Análise de Especialistas

Rodrigo Marcatti, CEO da Veedha Investimentos, destaca que o comunicado reforça a cautela do BC. Bruno Perri, economista-chefe da Forum Investimentos, ressalta o tom mais pessimista em relação ao cenário externo, impulsionado pela persistência do conflito.

Leonardo Costa, economista do ASA, enfatiza a importância da deterioração nas projeções de inflação.

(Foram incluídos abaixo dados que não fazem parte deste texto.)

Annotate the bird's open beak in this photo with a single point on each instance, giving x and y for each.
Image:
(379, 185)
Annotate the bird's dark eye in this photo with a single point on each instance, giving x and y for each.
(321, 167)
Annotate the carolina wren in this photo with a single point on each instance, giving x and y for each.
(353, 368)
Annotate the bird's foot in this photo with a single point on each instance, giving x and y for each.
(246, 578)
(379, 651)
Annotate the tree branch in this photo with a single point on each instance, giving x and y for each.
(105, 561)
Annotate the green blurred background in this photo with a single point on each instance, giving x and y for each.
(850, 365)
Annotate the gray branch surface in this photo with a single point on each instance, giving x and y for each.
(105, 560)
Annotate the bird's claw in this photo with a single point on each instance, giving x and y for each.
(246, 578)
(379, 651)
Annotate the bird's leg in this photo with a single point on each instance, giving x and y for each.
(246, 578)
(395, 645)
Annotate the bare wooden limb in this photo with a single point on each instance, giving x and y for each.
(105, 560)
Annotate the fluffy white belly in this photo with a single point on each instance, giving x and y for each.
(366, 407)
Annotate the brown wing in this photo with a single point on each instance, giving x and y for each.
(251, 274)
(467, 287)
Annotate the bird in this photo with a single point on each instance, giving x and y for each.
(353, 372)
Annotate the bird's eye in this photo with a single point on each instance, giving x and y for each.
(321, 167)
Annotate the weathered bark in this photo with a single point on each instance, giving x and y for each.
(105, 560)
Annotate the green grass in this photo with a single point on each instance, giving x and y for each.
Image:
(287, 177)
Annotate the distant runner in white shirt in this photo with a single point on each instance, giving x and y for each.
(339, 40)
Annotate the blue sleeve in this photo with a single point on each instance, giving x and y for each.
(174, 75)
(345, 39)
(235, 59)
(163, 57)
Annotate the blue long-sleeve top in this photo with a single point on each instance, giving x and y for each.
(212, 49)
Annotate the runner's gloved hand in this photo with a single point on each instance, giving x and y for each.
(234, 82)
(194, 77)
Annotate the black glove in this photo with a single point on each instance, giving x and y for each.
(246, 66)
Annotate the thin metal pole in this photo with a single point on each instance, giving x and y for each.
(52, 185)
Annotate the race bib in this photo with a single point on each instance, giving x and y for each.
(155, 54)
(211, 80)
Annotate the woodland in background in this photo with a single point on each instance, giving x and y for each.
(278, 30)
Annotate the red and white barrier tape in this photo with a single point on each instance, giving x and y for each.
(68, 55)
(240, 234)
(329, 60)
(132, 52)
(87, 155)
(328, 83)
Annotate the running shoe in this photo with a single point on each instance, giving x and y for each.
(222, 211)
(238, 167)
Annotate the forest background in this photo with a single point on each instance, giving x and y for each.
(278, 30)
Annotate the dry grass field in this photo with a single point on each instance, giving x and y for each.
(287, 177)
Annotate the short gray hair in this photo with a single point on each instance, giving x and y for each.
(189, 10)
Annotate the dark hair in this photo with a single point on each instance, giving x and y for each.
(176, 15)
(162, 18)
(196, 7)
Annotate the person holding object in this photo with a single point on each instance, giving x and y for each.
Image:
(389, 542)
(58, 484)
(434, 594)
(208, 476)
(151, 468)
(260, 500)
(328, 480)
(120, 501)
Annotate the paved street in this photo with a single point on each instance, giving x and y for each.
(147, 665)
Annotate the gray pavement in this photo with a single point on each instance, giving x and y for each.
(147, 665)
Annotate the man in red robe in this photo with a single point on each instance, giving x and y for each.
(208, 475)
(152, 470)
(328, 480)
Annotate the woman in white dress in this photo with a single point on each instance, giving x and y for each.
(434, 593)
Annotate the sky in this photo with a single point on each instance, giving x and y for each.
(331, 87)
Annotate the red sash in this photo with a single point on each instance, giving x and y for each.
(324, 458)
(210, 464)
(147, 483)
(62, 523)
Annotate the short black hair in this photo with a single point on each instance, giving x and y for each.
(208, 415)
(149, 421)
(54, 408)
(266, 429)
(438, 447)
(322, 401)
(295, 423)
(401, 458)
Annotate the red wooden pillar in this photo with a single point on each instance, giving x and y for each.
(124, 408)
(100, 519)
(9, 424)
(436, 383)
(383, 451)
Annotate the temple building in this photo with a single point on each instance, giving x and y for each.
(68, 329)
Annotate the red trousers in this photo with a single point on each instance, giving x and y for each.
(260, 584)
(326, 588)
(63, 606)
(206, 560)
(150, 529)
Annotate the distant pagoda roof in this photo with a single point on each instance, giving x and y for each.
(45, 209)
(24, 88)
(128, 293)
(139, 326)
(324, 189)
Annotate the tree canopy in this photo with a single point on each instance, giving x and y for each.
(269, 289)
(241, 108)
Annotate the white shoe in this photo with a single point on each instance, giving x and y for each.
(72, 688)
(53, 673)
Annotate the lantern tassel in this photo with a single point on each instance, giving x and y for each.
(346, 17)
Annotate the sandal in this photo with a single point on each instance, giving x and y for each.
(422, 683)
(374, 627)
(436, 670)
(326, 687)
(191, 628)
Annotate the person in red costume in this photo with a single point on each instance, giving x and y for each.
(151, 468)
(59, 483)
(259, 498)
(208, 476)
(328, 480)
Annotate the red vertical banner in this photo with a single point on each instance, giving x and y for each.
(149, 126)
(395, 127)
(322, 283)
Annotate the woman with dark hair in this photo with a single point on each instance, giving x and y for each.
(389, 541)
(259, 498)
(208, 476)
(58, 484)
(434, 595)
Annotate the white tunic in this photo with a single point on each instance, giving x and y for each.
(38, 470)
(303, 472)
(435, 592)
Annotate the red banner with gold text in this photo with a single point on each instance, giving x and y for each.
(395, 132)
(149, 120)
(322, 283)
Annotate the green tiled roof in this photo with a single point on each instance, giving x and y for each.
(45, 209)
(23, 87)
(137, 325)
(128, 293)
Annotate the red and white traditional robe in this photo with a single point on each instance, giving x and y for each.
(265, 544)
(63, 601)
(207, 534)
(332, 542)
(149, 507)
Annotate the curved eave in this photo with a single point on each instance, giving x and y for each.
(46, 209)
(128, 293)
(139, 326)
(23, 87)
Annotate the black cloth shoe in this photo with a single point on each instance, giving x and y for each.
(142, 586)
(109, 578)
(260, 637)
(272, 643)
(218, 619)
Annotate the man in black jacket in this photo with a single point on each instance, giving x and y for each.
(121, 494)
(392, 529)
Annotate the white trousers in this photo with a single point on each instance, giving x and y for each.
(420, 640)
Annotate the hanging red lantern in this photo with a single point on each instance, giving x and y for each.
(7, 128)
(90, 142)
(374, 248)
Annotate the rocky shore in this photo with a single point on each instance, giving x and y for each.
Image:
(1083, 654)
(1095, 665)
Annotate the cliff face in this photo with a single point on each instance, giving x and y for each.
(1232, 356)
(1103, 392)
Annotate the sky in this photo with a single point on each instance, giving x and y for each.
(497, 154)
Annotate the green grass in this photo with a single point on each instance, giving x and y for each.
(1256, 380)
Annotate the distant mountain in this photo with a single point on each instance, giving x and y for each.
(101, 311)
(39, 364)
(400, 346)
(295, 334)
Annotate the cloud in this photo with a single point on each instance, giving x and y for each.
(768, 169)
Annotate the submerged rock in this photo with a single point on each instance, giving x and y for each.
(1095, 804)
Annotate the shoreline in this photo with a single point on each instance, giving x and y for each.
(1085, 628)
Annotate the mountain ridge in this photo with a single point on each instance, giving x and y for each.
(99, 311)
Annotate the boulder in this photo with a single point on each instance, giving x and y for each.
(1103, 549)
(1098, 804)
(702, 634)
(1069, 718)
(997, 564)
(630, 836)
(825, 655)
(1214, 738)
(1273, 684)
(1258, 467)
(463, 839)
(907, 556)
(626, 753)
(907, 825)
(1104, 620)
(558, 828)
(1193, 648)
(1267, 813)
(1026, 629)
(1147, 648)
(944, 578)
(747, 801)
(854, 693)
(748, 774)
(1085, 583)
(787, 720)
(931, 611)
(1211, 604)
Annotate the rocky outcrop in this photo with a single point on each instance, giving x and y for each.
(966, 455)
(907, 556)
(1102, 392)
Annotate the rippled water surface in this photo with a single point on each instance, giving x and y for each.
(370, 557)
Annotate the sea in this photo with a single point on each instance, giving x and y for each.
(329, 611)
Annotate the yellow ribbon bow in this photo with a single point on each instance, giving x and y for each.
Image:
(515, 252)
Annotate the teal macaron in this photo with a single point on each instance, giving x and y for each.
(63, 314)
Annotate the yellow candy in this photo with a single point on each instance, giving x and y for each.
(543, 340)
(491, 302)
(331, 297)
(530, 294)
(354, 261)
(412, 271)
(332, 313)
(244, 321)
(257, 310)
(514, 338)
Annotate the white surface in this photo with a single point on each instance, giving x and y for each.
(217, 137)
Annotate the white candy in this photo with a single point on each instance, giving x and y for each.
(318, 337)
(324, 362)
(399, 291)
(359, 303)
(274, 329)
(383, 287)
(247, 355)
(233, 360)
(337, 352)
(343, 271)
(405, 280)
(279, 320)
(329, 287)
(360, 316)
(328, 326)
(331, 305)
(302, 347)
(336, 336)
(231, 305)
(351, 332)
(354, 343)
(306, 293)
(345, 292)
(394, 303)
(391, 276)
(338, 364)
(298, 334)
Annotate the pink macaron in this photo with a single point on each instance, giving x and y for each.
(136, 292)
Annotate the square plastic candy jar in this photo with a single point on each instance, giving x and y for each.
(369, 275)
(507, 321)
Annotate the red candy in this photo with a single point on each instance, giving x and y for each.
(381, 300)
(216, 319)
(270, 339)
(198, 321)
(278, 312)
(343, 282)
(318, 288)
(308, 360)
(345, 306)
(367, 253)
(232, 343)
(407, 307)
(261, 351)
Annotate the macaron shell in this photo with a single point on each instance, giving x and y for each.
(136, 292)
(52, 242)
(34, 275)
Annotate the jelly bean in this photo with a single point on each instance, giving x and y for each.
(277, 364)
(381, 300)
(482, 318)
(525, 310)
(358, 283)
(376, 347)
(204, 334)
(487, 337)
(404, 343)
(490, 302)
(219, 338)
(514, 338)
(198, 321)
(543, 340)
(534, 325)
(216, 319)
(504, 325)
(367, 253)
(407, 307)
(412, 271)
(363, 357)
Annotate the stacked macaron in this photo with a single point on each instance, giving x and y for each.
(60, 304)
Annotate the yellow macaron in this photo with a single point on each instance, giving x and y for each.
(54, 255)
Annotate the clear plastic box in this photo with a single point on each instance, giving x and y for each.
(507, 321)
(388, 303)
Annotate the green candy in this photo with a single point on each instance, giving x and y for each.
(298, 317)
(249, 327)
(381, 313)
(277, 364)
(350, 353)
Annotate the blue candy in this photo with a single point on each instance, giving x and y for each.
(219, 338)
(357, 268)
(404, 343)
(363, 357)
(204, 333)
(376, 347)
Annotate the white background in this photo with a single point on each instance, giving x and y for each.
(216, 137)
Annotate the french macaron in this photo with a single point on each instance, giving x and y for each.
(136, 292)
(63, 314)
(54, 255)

Pressões Externas e Repasses na Economia

O cenário global, especialmente o impacto do conflito no Oriente Médio, explica a cautela do Copom. Os dados recentes mostram que o IGP-M subiu 2,73% em abril, impulsionado por aumentos ligados ao petróleo. A gasolina e o diesel também registraram altas significativas, afetando o atacado e gerando repasses ao consumidor.

A Fundação Getulio Vargas (FGV) identificou repasses mais relevantes em produtos da cadeia petroquímica, como sacos e sacolas plásticas para embalagem, um reflexo do impacto do choque do petróleo na economia.

Perspectivas para o Futuro

Rafael Pastorello, do Banco Sofisa, acredita que o comunicado deixa espaço para ajustes no ritmo das decisões. André Matos, CEO da MA7 Negócios, destaca a sinalização de desconforto do BC com o cenário inflacionário, considerando o petróleo acima de US$ 112 por barril e o Estreito de Ormuz praticamente fechado.

Jucelia Lisboa, sócia da Siegen Consultoria, observa que o BC continua com o pé no freio, evitando pisar com força além do necessário.

Peterson Rizzo, da Multiplike, reforça a ideia de uma calibração de política do que um ciclo claro de estímulo. O mercado projeta continuidade do ciclo, mas com ritmo contido, com o ASA trabalhando com mais um corte de 0,25 ponto percentual na reunião de junho, mas com viés de alta para a Selic terminal estimada em 13% em 2026.